In Washington, civil rights groups referred to Dr. Pierpont's group yesterday as they announced the creation of a national toll-free hot line to field complaints about efforts to suppress voters.

Even as opposition grew, some Maryland Democrats said Dr. Pierpont's plans would only backfire by swelling black turnout on Election Day, something seen as crucial to Democratic gubernatorial candidate Parris N. Glendening's chances.

"I'm hoping it will have a very positive effect and will be a gift in disguise," said Del. Elijah E. Cummings, a Baltimore Democrat who was among about 70 community leaders who joined Mr. Schmoke at a City Hall news conference. "I think this only helps to get people out."

Mr. Glendening, the three-term Prince George's County executive, is favored by about nine out of 10 black voters, according to recent polls.

Dr. Pierpont, a retired surgeon and perennial candidate, said yesterday that he is still trying to raise money to hire security guards to make sure that only registered voters cast ballots.

He said he doesn't know how much the group will spend but has said previously that he hoped it would raise at least $15,000. "A lot of people are making promises," he said yesterday. "We'll do what we can."

Of his Democratic critics, he said, "I'm delighted to see them all excited. . . . Methinks they doth protest too much."

Dr.

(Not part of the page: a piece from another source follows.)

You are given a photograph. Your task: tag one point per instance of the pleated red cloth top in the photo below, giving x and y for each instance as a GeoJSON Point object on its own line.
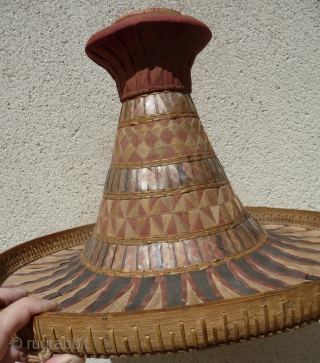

Pierpont said last week that he hoped to dispatch poll watchers to some polling places in Baltimore's inner city and possibly elsewhere. Asked whether he was trying to hold down the black vote, which regularly is heavily Democratic, Dr. Pierpont said, "If it's honest and everything is perfectly straightforward, there's no reason anybody should be concerned."

Dr. Pierpont's group, the Knights and Dames of Freedom, listed contributions of $1,950 in a report filed with the state election board last week.

One contributor, Baltimore attorney Samuel Cook, told The Sun this week that he asked Dr. Pierpont for his $100 back after learning more about the group's plans.

"To target any particular locale, I don't want any part of it," Mr. Cook said.

State law permits candidates or political parties to send observers to polls, but they are permitted to challenge voters only if they have reason to think they are not registered, state officials said.

In an letter to Gene M. Raynor, the state election administrator, Attorney General J. Joseph Curran Jr. said such observers would need proper credentials from the candidate or party and would not be allowed to wear uniforms.

City election officials asked Dr. Pierpont to meet with them today to remind him what the law allows.

The NAACP, in conjunction with other civil rights groups, announced yesterday that it had established a hot line to combat what the groups called "repeated efforts to harass and intimidate minority voters."

The hot line -- (800) 775-VOTE -- was set up to encourage minorities to monitor voting and to file complaints if they see irregularities. It also is intended to discourage voter intimidation, which NAACP and other officials called a common practice for suppressing the black and Hispanic vote. The hot line will stay open until a week after the election.